Sergio Vélez [email protected]
Sin una fuerza policial lo más probable es que impere la anarquía. Pero, incluso con Policía ¿vive Nicaragua en seguridad? En la mayoría de las ciudades, así como en muchas zonas rurales, se respira una sensación de inseguridad. ¿Se puede esperar que la Policía proteja a los ciudadanos del crimen organizado y de los delincuentes comunes? ¿Harán que la seguridad reine en las calles? ¿Ganarán la batalla contra la delincuencia? “La Policía no evita los delitos. En realidad, la Policía es como una curita con la que se pretendiera curar el cáncer. No se puede confiar en que las fuerzas del orden, aunque se esfuercen por combatir la delincuencia, libren de ella a la sociedad”. Los estudios realizados muestran que las tres actividades principales de la Policía —patrullar las calles, acudir a los avisos de emergencias e investigar los delitos— no detienen la criminalidad. ¿Por qué no?
Combatir la delincuencia a fuerza de incrementar la presencia policial resulta imposible desde el punto de vista económico. Además, aunque pueda costearse, a los delincuentes no parece disuadirles ni el aumento de las patrullas policiales ni su rápida reacción. Según la Policía, si no llegan al lugar del delito en un determinado tiempo, es poco probable que atrapen a los culpables. Y da la impresión de que los maleantes saben que tal rapidez es infrecuente. La investigación criminal tampoco ayuda, pues la delincuencia no se detiene ni cuando los detectives consiguen que se encarcele a los infractores. Nicaragua es el país en Centroamérica con uno de los índices más alto en presos. Pero aún así posee un índice elevado de delitos. Ni siquiera los programas alternativos como la vigilancia de vecindarios han producido un efecto duradero, sobre todo en zonas de gran criminalidad. Las medidas drásticas contra ciertos delitos, como el tráfico de drogas o los atracos, han sido muy eficaces durante un tiempo, pero cuesta lograr resultados permanente. “La impotencia policial no debería sorprender a nadie que piense con detenimiento en el asunto. Todo el mundo entiende que la tasa de criminalidad depende de condiciones sociales ajenas al control de la Policía y al sistema judicial en conjunto.
Hay que reconocer que la labor policial mejora las condiciones sociales. Cuando desaparecen las drogas y la violencia de las calles, la gente tiende a vivir en armonía con la nueva imagen de la comunidad. Pero, en realidad, reformar la sociedad no está al alcance de los cuerpos de policía.
Sin importar dónde viva cada quien, la maldad se esconde bajo una fachada de civismo. Así pues, se necesita la protección de la Policía. Es cierto que se ha sabido de agentes acusados de brutalidad, corrupción, pasividad, y abuso de poder, incidentes cuya gravedad varía de un país a otro, pero ¿qué hacer si no hubiera Policía? ¿Acaso no es cierto que, por lo general, las fuerzas del orden prestan valiosos servicios?

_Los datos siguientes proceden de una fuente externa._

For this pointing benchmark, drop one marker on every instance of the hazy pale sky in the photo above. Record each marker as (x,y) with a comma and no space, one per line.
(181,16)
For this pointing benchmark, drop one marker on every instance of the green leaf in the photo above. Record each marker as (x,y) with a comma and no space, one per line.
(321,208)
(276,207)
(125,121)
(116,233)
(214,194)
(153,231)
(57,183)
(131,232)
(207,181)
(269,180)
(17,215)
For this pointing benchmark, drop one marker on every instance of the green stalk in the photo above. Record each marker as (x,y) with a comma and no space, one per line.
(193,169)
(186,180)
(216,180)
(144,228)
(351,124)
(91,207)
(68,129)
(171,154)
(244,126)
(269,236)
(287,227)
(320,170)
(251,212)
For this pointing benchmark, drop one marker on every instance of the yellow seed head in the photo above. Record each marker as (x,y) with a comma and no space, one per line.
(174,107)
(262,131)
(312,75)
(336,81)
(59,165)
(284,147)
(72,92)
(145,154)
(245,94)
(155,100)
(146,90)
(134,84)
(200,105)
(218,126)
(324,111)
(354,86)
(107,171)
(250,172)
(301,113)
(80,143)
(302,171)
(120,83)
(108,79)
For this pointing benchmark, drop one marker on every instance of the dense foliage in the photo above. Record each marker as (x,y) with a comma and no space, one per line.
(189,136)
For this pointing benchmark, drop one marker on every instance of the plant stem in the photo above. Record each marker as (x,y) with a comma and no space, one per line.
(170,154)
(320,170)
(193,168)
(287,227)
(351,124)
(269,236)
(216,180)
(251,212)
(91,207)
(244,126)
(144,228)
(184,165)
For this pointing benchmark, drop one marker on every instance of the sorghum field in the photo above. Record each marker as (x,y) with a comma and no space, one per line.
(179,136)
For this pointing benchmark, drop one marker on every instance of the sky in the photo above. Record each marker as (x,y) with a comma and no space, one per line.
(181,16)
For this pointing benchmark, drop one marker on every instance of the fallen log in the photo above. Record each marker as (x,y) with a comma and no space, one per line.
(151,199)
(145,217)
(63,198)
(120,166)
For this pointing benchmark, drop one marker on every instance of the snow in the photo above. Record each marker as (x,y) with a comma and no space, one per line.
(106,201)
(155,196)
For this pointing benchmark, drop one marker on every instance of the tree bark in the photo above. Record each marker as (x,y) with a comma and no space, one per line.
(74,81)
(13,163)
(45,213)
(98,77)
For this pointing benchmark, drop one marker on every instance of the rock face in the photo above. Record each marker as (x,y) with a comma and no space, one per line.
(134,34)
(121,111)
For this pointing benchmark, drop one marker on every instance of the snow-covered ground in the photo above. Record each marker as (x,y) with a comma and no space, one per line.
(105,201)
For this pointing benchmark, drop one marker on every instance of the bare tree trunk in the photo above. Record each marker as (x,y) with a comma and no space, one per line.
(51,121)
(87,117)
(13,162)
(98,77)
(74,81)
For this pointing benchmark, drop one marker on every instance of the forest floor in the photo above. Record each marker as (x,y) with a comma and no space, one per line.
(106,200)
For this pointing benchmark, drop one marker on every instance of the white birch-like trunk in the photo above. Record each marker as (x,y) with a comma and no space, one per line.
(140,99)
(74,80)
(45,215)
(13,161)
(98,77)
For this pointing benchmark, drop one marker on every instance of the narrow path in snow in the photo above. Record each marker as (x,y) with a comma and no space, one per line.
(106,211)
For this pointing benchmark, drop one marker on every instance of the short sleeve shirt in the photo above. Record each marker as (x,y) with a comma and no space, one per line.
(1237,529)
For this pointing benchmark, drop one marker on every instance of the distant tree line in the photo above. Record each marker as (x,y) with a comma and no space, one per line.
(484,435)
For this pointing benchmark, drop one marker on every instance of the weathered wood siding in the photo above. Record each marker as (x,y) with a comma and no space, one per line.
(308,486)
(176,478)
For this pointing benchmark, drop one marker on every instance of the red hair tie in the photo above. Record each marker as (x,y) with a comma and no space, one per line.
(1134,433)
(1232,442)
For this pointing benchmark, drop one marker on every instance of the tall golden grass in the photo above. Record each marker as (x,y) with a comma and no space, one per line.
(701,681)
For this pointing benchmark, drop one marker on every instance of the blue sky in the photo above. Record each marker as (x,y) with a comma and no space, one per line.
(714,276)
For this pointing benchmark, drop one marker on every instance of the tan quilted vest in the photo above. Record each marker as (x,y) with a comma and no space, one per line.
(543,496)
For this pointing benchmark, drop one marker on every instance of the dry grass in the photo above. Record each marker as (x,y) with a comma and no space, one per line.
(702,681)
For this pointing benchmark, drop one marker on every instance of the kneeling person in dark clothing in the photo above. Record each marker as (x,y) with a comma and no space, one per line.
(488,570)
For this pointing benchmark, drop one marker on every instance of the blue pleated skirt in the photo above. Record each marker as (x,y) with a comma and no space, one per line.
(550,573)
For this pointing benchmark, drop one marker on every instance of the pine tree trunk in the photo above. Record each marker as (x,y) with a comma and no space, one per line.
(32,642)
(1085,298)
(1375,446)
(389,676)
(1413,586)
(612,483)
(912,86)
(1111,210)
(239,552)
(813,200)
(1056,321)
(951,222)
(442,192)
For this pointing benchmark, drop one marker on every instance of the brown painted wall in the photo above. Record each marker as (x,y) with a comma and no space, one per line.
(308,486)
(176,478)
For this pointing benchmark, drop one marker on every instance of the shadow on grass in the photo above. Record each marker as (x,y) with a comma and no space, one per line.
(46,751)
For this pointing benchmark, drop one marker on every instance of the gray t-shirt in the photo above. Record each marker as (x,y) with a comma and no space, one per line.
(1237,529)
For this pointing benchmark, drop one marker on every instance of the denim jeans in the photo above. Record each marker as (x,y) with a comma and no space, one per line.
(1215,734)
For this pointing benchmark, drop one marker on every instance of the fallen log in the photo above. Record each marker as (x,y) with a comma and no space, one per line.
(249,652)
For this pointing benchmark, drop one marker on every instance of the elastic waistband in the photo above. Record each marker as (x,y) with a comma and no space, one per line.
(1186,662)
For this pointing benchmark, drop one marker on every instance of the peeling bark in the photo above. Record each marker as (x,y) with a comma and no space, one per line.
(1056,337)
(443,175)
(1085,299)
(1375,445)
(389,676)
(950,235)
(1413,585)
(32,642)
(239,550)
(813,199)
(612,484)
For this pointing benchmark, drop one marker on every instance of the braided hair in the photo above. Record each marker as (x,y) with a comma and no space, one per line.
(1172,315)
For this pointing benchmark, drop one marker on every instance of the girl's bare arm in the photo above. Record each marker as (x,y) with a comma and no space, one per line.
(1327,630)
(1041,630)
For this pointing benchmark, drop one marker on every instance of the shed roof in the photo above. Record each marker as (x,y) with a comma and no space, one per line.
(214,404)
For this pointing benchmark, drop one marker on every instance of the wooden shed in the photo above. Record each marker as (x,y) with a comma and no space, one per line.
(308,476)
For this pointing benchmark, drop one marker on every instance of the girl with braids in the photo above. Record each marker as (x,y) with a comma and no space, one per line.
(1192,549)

El temor a la corrupción policial, a veces sentirse protegido por la Policía parece una ingenuidad, sobre todo cuando se hacen públicos casos de corrupción policial, me decía un amigo ¿qué vamos a esperar si un policía gana menos de C$700.00 al mes?, si le ofrecen un soborno ¿qué va hacer?
¿Qué magnitud alcanza la corrupción? La respuesta depende de quien conteste. Aunque la Policía brinda un servicio muy valioso, dista mucho de ser ideal.
¿Puede esperarse algo mejor?, cuando la Policía no escatima esfuerzos en su labor, se producen resultados sorprendentes, ¿cómo sería si se le asignara una mejor partida presupuestaria?, seguro estoy que la población será la ganadora.
Tal vez los culpemos de “flojera” como imperio que reacciona muy mal ante la inconsistencia de sus aliados y protegidos. Pero los Estados Unidos de Norteamérica nos han ayudado económicamente a través de nuestra historia como ningún otro país lo ha hecho.
Respecto al resentimiento que hay en algunos países hacia EE.UU. y que ha desatado hechos de violencia como los del 11 de septiembre del 2001, Jimmy Carter subrayó: “Hay una sensación de que EE.UU. se volvió demasiado arrogante, demasiado dominante, demasiado egocéntrico, orgullosos de nuestra opulencia, que creemos que merecemos ser la nación más rica, poderosa e influyente del mundo”.
Que pecado mortal el de los EE.UU. que por ser rico y los envidian y por ser fuertes y les molesta, es el único país del planeta que su afán es ayudar a todos los pueblos del mundo, sin distingos de ninguna clase, no son enemigos de la humanidad señor Carter.
El autor es especialista en tributación.